Das SG hat zu Recht angenommen, dass passivlegitimiert vorliegend nicht die Beklagte ist, sondern das Jobcenter als Arbeitsgemeinschaft i.S.d. § 44b SGB II in der Fassung vom 30. Juli 2004 (BGBl. I S. 2014). Auf die zutreffenden Ausführungen im angefochtenen Gerichtsbescheid nimmt der Senat nach eigener Prüfung Bezug (§ 153 Abs. 2 SGG). Ergänzend ist lediglich auszuführen, dass das für den Stadtkreis Karlsruhe zuständige Jobcenter Stadt Karlsruhe entgegen dem Vorbringen des Klägers bereits im Jahr 2005 durchgehend bestanden hat (Vertrag zwischen der Bundesagentur für Arbeit und der Stadt Karlsruhe vom 17. Dezember 2004; vgl. Bl. 99 der Senatsakten). Dem entsprechend wurden bereits der Bewilligungsbescheid vom 2. Februar 2005 und der Widerspruchsbescheid vom 12. April 2005 ausdrücklich vom Jobcenter erlassen. Dass an diesen Mitarbeiter der Bundesagentur für Arbeit mitgewirkt haben bzw. deren Dienstsiegel verwendet wurden, steht dem nicht entgegen, da beide Bescheide unter der ausdrücklichen Bezeichnung "Jobcenter Stadt Karlsruhe" ergingen. Der Widerspruchsbescheid trug im Übrigen neben dieser Bezeichnung gerade nicht nur das Logo der Bundesagentur für Arbeit, sondern auch der Stadt Karlsruhe.

Die auf Alg II-Leistungen bezogenen Klagen konnten daher bereits mangels Passivlegitimation der Beklagten keinen Erfolg haben.
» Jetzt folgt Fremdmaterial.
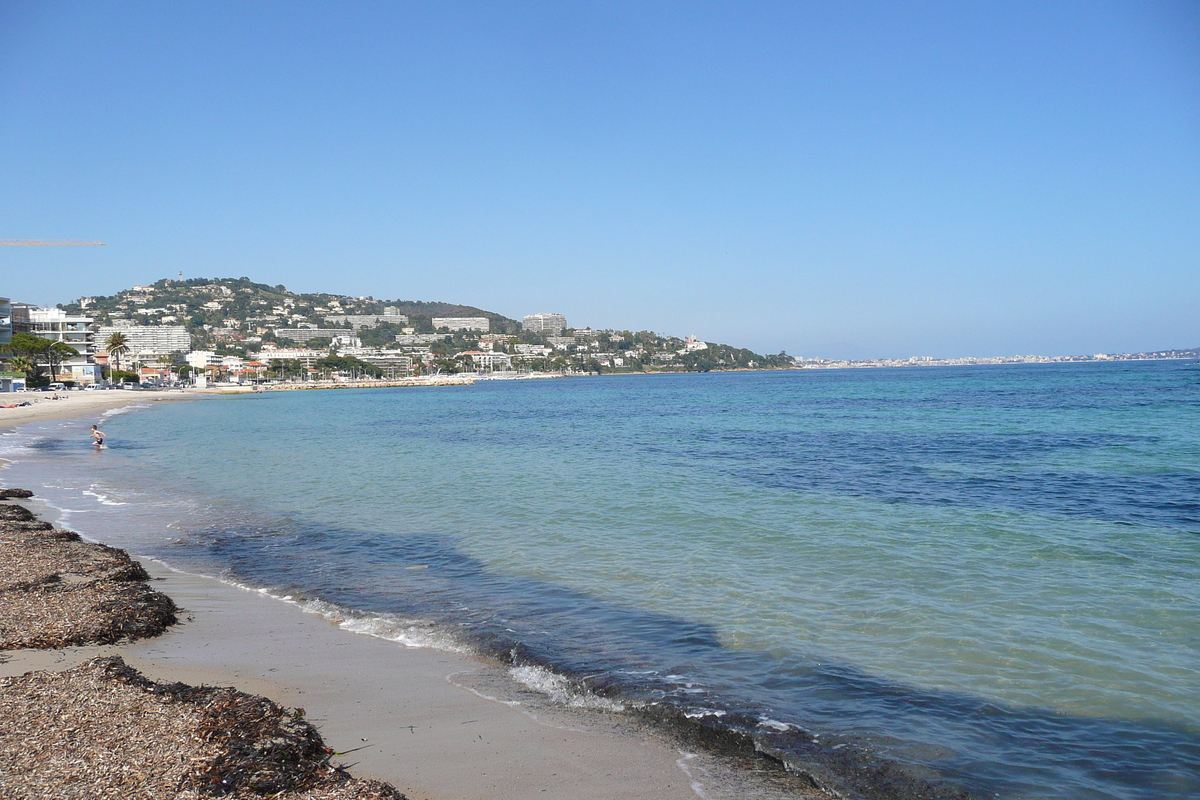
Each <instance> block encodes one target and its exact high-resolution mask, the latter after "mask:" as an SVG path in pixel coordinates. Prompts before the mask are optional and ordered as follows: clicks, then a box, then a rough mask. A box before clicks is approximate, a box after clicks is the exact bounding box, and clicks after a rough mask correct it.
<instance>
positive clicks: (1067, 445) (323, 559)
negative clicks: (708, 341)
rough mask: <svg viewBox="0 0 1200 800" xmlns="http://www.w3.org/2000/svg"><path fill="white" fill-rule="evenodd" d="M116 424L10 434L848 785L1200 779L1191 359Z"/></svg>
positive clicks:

Der Senat konnte daher auch darauf verzichten, im Wege des Meistbegünstigungsprinzips weitere Mitglieder der Bedarfsgemeinschaft ins Verfahren einzubeziehen.

Ebenso konnte und musste der Senat daher entscheiden, ohne dem Kläger die von ihm beantragte Akteneinsicht zu gewähren. Das Einsichtsersuchen des Klägers bezog sich ausdrücklich auf die Behördenakten der Bundesagentur für Arbeit, die dort zu seinen Anträgen auf Alg II-Leistungen ab dem 1. Januar 2005 geführt würden (vgl. insbesondere Niederschrift über den Erörterungstermin am 26. März 2009). Solche Akten wurden von der beklagten Bundesagentur für Arbeit nicht geführt und vorgelegt, vom Senat dementsprechend auch nicht zum Verfahren beigezogen. Das Akteneinsichtsrecht des Klägers im gerichtlichen Verfahren (§ 120 SGG) bezieht sich zwar auch auf die Verwaltungsakte eines beklagten Verwaltungsträgers, wenn dieser keine Einschränkungen vornimmt, nicht jedoch auf nicht beigezogene Verwaltungsakten eines am Verfahren nicht Beteiligten. Das Jobcenter, das die Alg II-Akten führt, ist jedoch, wie oben dargelegt, gerade nicht Verfahrensbeteiligter. Die Akteneinsicht in die Gerichtsakten war dem Kläger ermöglicht, von diesem aber nicht genutzt worden.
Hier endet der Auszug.